Em sua atuação, a ONG vem reforçando a necessidade de alteração da legislação brasileira, a exemplo de países vizinhos que, ao efetivar a completa descriminalização do aborto ou, ao menos, ampliar os permissivos legais para contemplar a saúde física e psicológica das mulheres, conseguiram reduzir a mortalidade materna ao possibilita-las a realização do aborto legal e seguro [7]. Além disso, reduziram o próprio número de procedimentos praticados, já que, ao buscar os meios oficiais de atendimento à mulher, também encontra o apoio que pode levá-la a repensar a decisão.

A organização presta, portanto, inegável serviço à sociedade e a nossa Carta Magna lhe garante o direito de professar sua fé com o nome que quiser.

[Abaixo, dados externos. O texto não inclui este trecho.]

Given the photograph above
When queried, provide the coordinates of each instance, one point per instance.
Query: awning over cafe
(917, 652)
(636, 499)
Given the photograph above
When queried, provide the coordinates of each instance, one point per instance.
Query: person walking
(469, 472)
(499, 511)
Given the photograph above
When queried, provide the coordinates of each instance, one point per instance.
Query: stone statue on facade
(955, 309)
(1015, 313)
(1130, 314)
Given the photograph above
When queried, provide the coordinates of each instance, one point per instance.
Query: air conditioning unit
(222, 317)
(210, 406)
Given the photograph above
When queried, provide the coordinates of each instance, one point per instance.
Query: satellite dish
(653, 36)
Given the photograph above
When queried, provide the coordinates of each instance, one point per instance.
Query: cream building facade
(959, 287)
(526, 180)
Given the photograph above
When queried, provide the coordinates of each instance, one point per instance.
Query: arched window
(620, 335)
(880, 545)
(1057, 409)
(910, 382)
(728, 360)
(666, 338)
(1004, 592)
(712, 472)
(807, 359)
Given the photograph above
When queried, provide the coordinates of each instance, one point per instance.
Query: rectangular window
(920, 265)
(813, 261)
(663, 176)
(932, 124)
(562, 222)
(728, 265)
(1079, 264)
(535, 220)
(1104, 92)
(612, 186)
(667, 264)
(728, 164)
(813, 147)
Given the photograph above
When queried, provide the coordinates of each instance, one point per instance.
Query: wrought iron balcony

[1] https://www.correiobraziliense.com.br/app/noticia/brasil/2017/04/04/interna-brasil,586120/64-dos-brasileiros-entendem-que-o-aborto-e-decisao-exclusiva-da-mulhe.shtml

[2] https://www.cartacapital.com.br/blogs/dialogos-da-fe/e-possivel-ser-catolica-sem-dizer-amem/.

[3] RAWLS, John. O liberalismo político. 2ª ed. SP: Editora Ática, 2000, p. 263.

[4] J. RAWLS, 2000, pp. 261/262.

[5] J. RAWLS, 2000, p. 269.

[6] VICTORA, C.G., AQUINO, E.M.L. et al. A saúde das mães: progressos e desafios. The Lancet Saúde no Brasil, 2011.

[7] GLOBAL HEALTH ORGANIZATION. Global and regional estimates of the incidence of unsafe abortion and associated mortality in 2003. Fifth edition 2007.

Artigo publicado originalmente no Consultor Jurídico.